Por que não?
[Crônica do dia 3 de março de 1998]
Numa época em que processos os mais disparatados vão tendo chances concretas de vitória, ameaçando mais de 3.000 anos de história e a moral judaico-cristã, a ideia pode ser muito interessante.
De verdade, ela é tão interessante que, se tivesse juízo, ao invés de expô-la numa crônica, eu deveria passar um e-mail para Londres, aos cuidados do presidente da empresa, mostrando-lhe a máquina de fazer dinheiro que ele tem na mão, e como seria fácil transformar a simples expectativa de lucro na mais absoluta certeza.

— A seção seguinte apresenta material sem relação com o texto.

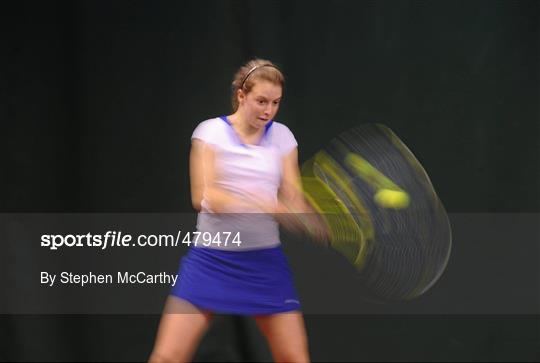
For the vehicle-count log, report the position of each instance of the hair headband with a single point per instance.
(253, 70)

Os números estão ai: depois de cacifar mais de 200 milhões de dólares nas duas primeiras semanas de exibição, o filme Titanic foi indicado para nada menos do que 14 estatuetas, o que deve levar o seu faturamento a patamares desproporcionais, garantindo-lhe o título de maior bilheteria do ano, e uma das maiores de toda a história.
Mas será que todo este sucesso seria possível se o navio de verdade, o verdadeiro Titanic, não houvesse afundado numa noite fria e estrelada do começo do século?
Será que um filme catástrofe, somente com a catástrofe, teria condições de emplacar números tão superlativos, sem o charme das lendas nascidas e criadas em volta do fato verdadeiro?
Será que John Jacob Astor e seus pares ainda seriam lembrados, se não tivessem estoicamente ficado para morrer a bordo do transatlântico, na companhia dos humildes passageiros da segunda e da terceira classe?
será que a orquestra de bordo teria um lugar tão belo no panteão dos heróis menores que morrem cumprindo o seu dever, se não afundasse tocando?
Não. Com certeza, sem a base do naufrágio que comoveu o mundo, o filme não teria o sucesso que está tendo.
É por isso que me parece justo a “white star” receber royalties sobre a sua bilheteria. afinal sem ela e sua enorme arrogância, nada disto teria acontecido.